First run downloads kronk libraries and model files (may take several minutes). Subsequent runs use cached files.

Development

# Run all checks (vet, lint, arch-lint, tests)
task fast

# Run specific checks
task vet
task lint
task arch-lint
task test

# Install Go tools
task go-tools

System Contracts

pagantic defines stable boundary contracts at the system edge. Adapters map external input into a SystemRequest and map SystemResponse back to the user. No adapter accesses internal layers directly.

ContractPurpose
SystemRequestInput envelope: messages, mode, hints, output contract, correlation ids
SystemResponseOutput envelope: content, structured output, confidence, validation, error
SystemErrorCanonical error with failure category, retryable flag, details
Execution LifecycleState machine: INIT -> PLAN -> PREPARE -> EXECUTE -> VALIDATE -> COMPLETE
Failure TaxonomySeven error categories with stable codes and recovery paths
Observability Correlationrequest_id, session_id, trace_id, span_id for full timeline reconstruction

Full specifications in Contracts. Term definitions in Glossary.

Design Principles

Deterministic Control Around Probabilistic Inference

The model is probabilistic - it generates tokens stochastically. Everything else is deterministic: tool execution, validation, context retrieval, output repair, reranking, and voting. The harness mediates between deterministic control and probabilistic generation.
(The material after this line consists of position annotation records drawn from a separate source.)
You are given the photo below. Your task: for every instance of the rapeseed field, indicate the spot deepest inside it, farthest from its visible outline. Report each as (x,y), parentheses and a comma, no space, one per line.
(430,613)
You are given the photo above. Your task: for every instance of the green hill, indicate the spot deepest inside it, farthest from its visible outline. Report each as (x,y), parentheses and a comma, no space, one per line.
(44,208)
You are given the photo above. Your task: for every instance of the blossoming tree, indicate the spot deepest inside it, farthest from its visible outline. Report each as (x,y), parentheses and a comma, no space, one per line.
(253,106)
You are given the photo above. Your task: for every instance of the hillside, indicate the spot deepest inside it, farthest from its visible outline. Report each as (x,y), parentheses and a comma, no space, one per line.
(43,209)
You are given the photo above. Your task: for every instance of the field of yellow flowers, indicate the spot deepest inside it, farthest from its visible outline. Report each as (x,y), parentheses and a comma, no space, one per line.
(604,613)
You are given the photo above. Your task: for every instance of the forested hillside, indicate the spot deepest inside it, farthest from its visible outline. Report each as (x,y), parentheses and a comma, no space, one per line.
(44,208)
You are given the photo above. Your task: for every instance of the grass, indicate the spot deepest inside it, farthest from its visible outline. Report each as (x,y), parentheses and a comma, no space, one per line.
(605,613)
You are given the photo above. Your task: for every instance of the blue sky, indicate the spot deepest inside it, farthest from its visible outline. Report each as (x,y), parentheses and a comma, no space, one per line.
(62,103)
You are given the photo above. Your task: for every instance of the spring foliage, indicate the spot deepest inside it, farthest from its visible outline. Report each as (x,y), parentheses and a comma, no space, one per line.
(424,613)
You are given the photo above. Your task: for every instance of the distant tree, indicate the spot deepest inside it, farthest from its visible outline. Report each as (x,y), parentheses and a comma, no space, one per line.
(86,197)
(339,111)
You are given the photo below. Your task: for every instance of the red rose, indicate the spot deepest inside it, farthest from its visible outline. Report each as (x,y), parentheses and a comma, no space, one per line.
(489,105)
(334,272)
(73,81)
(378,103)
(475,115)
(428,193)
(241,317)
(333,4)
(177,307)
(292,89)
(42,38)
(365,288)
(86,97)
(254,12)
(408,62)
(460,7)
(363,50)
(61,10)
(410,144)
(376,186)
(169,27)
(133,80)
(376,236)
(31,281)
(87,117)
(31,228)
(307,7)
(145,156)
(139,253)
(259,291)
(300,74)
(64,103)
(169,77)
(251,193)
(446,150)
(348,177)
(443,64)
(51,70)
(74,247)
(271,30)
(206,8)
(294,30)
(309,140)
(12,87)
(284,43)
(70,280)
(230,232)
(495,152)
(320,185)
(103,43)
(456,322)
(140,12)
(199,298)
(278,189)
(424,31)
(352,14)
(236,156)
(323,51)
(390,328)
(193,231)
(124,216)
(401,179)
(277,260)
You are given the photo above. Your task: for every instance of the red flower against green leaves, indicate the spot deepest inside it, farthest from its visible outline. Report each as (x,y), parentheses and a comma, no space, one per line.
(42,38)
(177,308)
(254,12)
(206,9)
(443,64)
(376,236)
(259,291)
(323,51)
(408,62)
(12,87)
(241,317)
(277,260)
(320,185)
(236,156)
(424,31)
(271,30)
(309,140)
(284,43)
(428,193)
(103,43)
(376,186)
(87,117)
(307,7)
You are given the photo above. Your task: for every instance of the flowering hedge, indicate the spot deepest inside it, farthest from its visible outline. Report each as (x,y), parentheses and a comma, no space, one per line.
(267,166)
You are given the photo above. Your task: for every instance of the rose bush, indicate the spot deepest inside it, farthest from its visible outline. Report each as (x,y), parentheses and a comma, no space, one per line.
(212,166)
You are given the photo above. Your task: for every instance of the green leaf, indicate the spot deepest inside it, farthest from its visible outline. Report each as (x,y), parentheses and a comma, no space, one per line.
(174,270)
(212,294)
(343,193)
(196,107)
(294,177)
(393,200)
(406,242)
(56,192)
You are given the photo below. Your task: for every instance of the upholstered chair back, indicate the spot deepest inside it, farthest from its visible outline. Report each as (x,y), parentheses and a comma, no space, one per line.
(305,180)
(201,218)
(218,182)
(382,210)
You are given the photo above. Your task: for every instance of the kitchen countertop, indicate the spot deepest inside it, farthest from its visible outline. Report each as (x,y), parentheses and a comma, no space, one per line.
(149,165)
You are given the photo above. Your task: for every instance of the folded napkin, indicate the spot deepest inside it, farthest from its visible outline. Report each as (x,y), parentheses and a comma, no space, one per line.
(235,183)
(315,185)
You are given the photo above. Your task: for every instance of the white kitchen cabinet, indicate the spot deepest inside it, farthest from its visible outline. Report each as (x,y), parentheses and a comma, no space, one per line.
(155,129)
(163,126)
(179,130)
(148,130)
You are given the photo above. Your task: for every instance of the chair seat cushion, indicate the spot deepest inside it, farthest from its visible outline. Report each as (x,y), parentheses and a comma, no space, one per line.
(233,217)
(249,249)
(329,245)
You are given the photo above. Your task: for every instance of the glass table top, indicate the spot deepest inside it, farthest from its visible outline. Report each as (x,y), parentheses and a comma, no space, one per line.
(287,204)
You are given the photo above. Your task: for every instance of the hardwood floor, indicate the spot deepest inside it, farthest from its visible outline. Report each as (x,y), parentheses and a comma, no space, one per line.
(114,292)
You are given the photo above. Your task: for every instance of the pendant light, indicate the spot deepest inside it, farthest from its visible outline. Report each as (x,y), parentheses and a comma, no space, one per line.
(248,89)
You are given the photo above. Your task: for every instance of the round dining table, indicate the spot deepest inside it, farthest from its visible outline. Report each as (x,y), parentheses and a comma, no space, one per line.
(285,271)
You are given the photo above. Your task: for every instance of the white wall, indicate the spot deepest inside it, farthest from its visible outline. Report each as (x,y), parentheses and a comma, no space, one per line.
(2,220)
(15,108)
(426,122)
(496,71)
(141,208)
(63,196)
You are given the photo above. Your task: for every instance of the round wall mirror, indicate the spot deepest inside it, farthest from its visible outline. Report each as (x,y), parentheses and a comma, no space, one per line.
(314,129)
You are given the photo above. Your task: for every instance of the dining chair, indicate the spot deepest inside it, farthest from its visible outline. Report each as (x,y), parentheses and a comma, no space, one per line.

Structural Typing for Cross-Layer Integration

Layers communicate through interfaces defined by the consumer, not the provider. orchestrate.ContextProvider is satisfied by context.ContextBuilder without import. Same pattern for CandidateReranker. This keeps the dependency graph clean and allows independent evolution.

Explicit State

All state is explicit and inspectable. ConversationBuffer holds message history. SessionState holds key-value data. WorkingMemory holds transient step results. No hidden state in closures or globals.

No Magic

Every inference call goes through the harness. Every tool call is logged. Every output is validated. The system is transparent, debuggable, and predictable.

Layers Enforce Boundaries

Numeric prefixes on layer directories enforce dependency direction. The arch-lint tool checks at CI time. No runtime surprises from circular imports.